In the nineteenth century, people from all walks of life embraced the new medium of photography with unparalleled enthusiasm. For artist and inventor Samuel F. B. Morse, it was “one of the beauties of the age.” Edgar Allan Poe hailed photography as “the most important, and perhaps the most extraordinary triumph of modern science.” Here was a medium, it was proposed, that could serve as a mirror of nature, suggesting new possibilities to artists. For the average citizen, less concerned with art or science, the medium offered a satisfying way to record his or her private world—family, friends, homes, and farms.
All of these aspirations and commonplace interests converge in the picture of nineteenth-century America vividly brought to life in the National Museum of American Art’s Charles Isaacs Collection. American Photographs: The First Century presents a wide-ranging selection of photographs from this collection, including Civil War images by Alexander Gardner and the Mathew Brady Studio and spectacular western landscapes by Timothy O’Sullivan and William Henry Jackson. Seventy-nine color plates are supplemented by nearly one hundred four-color images. More than two-thirds of these works are reproduced for the first time. A deliberate effort has been made to mix familiar and lesser-known photographers, styles of work, and a variety of processes to explore ideas about the influence of photographic culture in America during the years 1839 to 1939.

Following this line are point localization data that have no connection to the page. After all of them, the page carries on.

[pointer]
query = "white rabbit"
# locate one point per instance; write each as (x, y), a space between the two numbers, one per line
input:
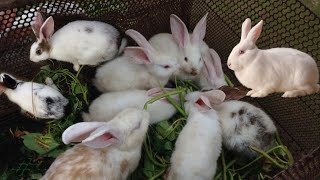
(138, 68)
(109, 150)
(198, 146)
(106, 106)
(272, 70)
(244, 125)
(78, 42)
(197, 61)
(42, 101)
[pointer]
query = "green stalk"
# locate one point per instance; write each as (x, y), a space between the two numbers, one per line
(228, 80)
(218, 176)
(261, 156)
(268, 157)
(169, 99)
(149, 153)
(224, 165)
(158, 175)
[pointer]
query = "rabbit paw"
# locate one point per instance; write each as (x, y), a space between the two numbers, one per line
(76, 67)
(250, 92)
(260, 93)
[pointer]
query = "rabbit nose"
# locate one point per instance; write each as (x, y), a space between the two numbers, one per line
(193, 72)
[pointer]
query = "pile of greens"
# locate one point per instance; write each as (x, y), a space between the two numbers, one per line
(41, 148)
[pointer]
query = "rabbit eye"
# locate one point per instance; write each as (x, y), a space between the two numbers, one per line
(39, 51)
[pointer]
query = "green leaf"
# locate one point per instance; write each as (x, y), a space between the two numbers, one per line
(39, 143)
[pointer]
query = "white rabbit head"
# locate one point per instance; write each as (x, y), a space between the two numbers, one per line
(158, 64)
(8, 81)
(245, 52)
(202, 100)
(129, 125)
(40, 50)
(191, 61)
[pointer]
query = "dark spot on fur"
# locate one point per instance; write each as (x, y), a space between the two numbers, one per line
(242, 111)
(9, 82)
(88, 29)
(49, 100)
(253, 119)
(44, 45)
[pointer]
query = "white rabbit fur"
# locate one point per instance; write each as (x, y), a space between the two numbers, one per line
(106, 106)
(138, 68)
(42, 101)
(78, 42)
(272, 70)
(244, 125)
(198, 146)
(198, 62)
(109, 150)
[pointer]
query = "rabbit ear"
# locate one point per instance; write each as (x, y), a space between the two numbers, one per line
(37, 24)
(139, 39)
(103, 137)
(47, 29)
(246, 27)
(214, 96)
(138, 54)
(179, 31)
(80, 131)
(199, 31)
(212, 66)
(255, 32)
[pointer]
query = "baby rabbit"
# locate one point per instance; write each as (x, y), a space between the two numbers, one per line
(197, 61)
(109, 150)
(78, 42)
(139, 68)
(106, 106)
(199, 144)
(244, 125)
(272, 70)
(42, 101)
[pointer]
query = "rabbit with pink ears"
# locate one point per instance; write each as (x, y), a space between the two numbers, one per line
(198, 146)
(79, 42)
(109, 150)
(198, 62)
(272, 70)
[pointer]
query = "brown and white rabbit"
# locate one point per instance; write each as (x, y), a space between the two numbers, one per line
(267, 71)
(244, 125)
(78, 42)
(109, 150)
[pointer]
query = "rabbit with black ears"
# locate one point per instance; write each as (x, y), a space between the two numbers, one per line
(106, 106)
(198, 62)
(272, 70)
(42, 101)
(79, 42)
(109, 150)
(198, 146)
(139, 68)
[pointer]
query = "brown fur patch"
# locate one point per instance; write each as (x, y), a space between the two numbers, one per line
(45, 46)
(123, 165)
(88, 29)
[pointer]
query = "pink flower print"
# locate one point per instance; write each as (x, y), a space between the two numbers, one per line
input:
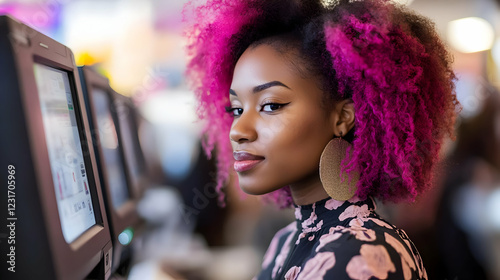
(292, 273)
(380, 223)
(354, 199)
(361, 233)
(333, 235)
(272, 250)
(305, 231)
(333, 204)
(407, 261)
(355, 211)
(374, 261)
(311, 218)
(298, 214)
(280, 259)
(306, 225)
(317, 267)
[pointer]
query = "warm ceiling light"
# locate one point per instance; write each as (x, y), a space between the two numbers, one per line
(470, 34)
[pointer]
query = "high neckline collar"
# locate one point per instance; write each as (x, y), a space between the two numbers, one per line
(333, 211)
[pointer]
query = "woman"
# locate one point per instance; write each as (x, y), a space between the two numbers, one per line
(327, 105)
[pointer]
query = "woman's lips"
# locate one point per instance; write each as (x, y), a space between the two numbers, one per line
(245, 161)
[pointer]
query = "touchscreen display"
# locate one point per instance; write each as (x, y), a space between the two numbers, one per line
(74, 200)
(110, 148)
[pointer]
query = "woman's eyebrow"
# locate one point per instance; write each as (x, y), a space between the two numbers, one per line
(262, 87)
(268, 85)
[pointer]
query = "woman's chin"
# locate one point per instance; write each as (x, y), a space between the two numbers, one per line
(256, 189)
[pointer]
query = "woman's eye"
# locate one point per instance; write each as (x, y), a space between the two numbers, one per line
(271, 107)
(236, 112)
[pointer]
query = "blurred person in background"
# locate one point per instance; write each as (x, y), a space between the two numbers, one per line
(468, 221)
(327, 105)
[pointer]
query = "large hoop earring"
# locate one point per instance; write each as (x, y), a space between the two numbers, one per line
(336, 186)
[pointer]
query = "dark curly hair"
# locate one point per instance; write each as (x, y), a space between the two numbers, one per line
(387, 59)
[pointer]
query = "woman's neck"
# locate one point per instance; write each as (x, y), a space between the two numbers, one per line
(308, 191)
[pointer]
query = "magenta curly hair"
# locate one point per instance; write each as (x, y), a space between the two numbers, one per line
(388, 60)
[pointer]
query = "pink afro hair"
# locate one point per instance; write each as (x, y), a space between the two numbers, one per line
(388, 60)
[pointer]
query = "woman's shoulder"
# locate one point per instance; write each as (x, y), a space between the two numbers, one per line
(366, 247)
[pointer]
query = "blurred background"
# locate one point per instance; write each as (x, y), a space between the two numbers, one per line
(138, 45)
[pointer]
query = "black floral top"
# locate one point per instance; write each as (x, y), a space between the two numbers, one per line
(333, 239)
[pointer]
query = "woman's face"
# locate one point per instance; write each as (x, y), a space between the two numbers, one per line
(280, 126)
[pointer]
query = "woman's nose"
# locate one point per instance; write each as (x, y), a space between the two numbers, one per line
(243, 128)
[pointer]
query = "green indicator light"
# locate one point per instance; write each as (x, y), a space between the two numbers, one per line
(126, 236)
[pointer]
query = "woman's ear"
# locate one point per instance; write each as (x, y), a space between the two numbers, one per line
(343, 117)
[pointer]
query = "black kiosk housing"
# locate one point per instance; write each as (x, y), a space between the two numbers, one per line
(55, 200)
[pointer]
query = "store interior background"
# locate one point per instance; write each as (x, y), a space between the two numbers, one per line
(139, 46)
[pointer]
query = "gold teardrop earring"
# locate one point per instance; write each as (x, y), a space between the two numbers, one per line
(337, 187)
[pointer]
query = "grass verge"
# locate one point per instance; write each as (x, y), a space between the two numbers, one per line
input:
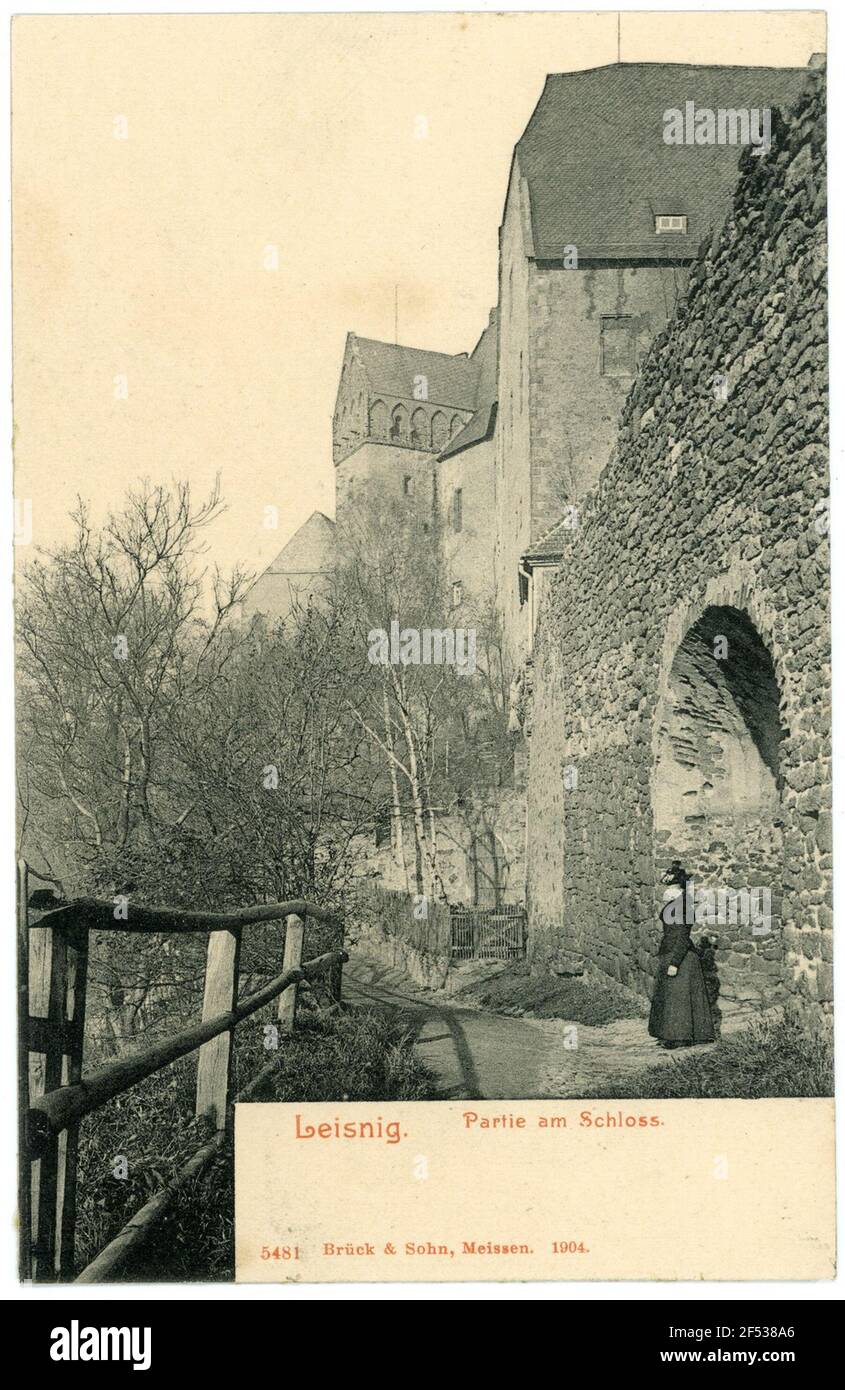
(776, 1055)
(136, 1143)
(519, 993)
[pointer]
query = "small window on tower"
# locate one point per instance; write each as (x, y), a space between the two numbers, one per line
(619, 346)
(670, 223)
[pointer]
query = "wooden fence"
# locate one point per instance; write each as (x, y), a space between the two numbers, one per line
(488, 933)
(54, 1093)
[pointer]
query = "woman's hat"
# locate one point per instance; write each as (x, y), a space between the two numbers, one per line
(676, 873)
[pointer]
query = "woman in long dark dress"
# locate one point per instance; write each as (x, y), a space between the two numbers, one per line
(680, 1007)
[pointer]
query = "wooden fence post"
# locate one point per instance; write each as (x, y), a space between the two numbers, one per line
(293, 940)
(24, 1164)
(214, 1065)
(335, 979)
(56, 975)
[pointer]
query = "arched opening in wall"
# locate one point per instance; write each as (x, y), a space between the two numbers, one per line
(420, 430)
(378, 420)
(439, 430)
(399, 423)
(716, 798)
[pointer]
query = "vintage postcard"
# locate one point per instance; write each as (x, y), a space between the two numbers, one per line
(423, 647)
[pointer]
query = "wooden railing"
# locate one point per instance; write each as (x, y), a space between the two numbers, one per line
(56, 1094)
(488, 933)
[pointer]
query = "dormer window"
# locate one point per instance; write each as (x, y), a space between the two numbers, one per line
(670, 223)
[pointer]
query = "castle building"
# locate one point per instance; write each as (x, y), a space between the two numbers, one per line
(624, 207)
(603, 217)
(300, 574)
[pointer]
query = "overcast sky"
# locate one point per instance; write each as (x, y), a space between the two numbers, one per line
(145, 257)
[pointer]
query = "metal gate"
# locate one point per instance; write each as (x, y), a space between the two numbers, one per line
(488, 933)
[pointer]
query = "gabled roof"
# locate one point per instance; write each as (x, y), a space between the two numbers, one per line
(598, 168)
(485, 359)
(548, 549)
(309, 551)
(391, 369)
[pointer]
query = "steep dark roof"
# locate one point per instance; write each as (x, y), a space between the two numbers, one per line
(309, 551)
(485, 360)
(598, 168)
(549, 546)
(391, 369)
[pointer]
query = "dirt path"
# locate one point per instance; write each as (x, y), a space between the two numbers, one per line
(478, 1055)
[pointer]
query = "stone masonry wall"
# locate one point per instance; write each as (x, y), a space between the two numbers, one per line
(648, 736)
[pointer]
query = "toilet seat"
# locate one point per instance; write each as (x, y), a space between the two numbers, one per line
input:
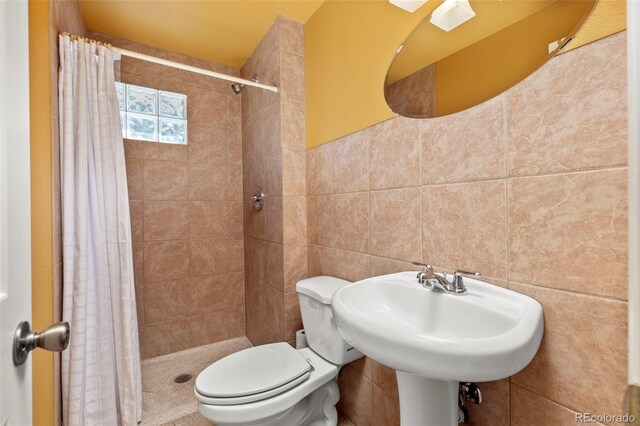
(259, 412)
(252, 375)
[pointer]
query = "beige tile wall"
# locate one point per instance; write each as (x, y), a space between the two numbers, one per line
(273, 131)
(528, 188)
(186, 211)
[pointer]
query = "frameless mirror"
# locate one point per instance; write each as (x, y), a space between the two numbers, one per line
(438, 72)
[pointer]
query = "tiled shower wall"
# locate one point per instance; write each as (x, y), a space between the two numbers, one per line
(273, 131)
(528, 188)
(186, 211)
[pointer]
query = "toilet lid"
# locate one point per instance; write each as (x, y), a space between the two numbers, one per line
(251, 371)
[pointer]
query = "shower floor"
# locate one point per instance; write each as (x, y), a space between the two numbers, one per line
(165, 402)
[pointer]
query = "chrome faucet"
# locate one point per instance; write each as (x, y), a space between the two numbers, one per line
(436, 282)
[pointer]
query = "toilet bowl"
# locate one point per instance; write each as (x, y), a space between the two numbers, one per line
(275, 384)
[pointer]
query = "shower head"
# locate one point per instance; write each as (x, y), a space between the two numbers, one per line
(237, 87)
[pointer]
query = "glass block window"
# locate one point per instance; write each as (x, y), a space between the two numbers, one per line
(152, 115)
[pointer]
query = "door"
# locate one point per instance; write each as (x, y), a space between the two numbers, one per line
(15, 214)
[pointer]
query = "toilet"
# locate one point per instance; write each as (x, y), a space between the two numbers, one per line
(275, 384)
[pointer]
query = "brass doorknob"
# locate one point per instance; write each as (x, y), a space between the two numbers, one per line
(54, 338)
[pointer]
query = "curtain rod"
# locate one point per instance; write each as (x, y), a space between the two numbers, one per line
(178, 65)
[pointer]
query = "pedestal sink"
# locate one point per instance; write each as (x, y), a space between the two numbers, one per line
(435, 340)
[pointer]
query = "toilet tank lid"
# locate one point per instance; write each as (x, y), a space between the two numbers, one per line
(321, 288)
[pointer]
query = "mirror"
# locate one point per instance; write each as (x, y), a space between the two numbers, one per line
(438, 72)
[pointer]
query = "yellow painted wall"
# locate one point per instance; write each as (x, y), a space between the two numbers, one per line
(41, 205)
(349, 46)
(492, 65)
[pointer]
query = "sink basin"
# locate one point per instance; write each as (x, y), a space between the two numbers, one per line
(435, 340)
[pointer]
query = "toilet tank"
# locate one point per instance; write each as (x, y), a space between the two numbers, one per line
(322, 334)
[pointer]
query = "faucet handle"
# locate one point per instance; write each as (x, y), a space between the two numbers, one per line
(424, 265)
(458, 286)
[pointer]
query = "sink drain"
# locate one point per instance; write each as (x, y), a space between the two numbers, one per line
(183, 378)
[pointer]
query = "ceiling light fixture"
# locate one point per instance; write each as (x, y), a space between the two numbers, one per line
(408, 5)
(452, 13)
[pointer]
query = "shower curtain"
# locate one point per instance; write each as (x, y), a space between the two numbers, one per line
(101, 379)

In her introductory essay, Merry A. Foresta perceptively surveys the first century of American photography in terms of enlarging our understanding of visual culture as a whole. The book also includes informative commentaries on individual photographers and their work, bringing recognition to many whose efforts are little known. Providing an Afterword, Charles Isaacs Jr. reminisces about his twenty-five years of collecting American photographs.